Right now, we’re witnessing one of the most exciting periods on record for the Dubai real estate sector – along with economic stability that must be making other nations weep.

However, with a rapidly growing population the emirate’s property market could soon face an issue with undersupply of larger properties – three or more bedroom apartments, townhouses, and villas.

A simple statistic like the growth of schools from 17 to 220 since 2005 indicates that more families are moving to the emirate and staying put – leading to increased demand for homes with at least three bedrooms to accommodate children.

And as student enrollment across Dubai private schools reaches record highs, according to recent reports from Knowledge and Human Development Authority (KHDA), it does seem that demand for family friendly properties continues to increase.

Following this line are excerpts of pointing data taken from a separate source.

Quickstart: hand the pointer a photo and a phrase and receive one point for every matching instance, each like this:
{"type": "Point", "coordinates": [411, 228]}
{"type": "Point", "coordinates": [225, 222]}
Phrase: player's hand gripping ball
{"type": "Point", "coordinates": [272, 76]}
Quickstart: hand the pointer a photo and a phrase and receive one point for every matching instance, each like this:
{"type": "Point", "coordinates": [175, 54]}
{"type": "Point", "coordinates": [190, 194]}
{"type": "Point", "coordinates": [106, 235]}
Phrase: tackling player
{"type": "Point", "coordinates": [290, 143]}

Yet, will the supply of such units keep pace?

Many new Dubai developments continue to focus on smaller units, driven by a perception that they yield higher returns on investment. While this may be true in the short term, it overlooks longer term trends and the needs of an ever-growing population of expat families.

This situation also drives up prices for existing stock, making it increasingly difficult for middle income families to find affordable housing that meets their requirements. The lack of larger units could also impact the rental market. Families who can’t find suitable properties to buy may turn to renting, further tightening the market and driving up rents.

So, what’s the solution?

Dubai developers must recognise and respond to this growing demand for spacious family homes by reassessing their current development plans and prioritising the construction of larger units.

Policymakers also have a role to play in incentivising the development of such properties through zoning laws, tax breaks, and other measures that encourage builders to cater to this segment of the market.

To be fair, some developers have started to catch up with demand with recent launches such as The Heights Country Club & Wellness by Emaar (coming soon), Riverside by Damac, The Watercrest by Ellington, The Acres by Meraas, Haven and Athelon by Aldar, and Tilal al Ghaf by Majid Al Futtaim – all of which boast larger family-friendly homes. More are needed.

For investors keeping an eye on the Dubai market, this undersupply of larger units presents an opportunity, as a lower supply generally increases the chance for good capital appreciation and strong rental yields.

 

Investor opportunity

 

The current landscape is ripe with opportunity overall due to the rolling out of the ambitious Dubai Economic Agenda D33, which aims to almost double the economy over the next decade and establish the city among the top three global hubs for business and investment.

It has some eye-watering targets: increasing foreign trade to Dh25.6 trillion, foreign direct investment to Dh60 billion annually, government expenditures to Dh700 billion, private sector investments to Dh1 trillion, and enhancing domestic demand for goods and services to Dh3 trillion.

There are also efforts to push Dubai southwards in line with the gigantic new passenger terminal at Al Maktoum International Airport which will replace all operations at Dubai International (DXB) and hold the world’s largest capacity annually. It is predicted that around one million people will be living in Dubai South by 2040.

Indeed, Emaar has been putting its stamp in the south Dubai area with the announcement of four master communities in the pipeline. Savvy investors are already jumping at the chance with Riverside, Oasis, Haven, Athelon and Watercrest selling out within days.

In terms of apartments, as the Dubai population grows, and more families move here many could be priced out of townhouses and villas which will create demand for more two to three bedroom apartments which are in short supply. So, there’s a great opportunity for investors here too.

We are having conversations right now with astute investors making considered choices to identify the areas, payment plans and quality products, as well as the most lucrative choices based on what the data is indicating with these pockets of potential undersupply.

As ever with great investing, timing is everything.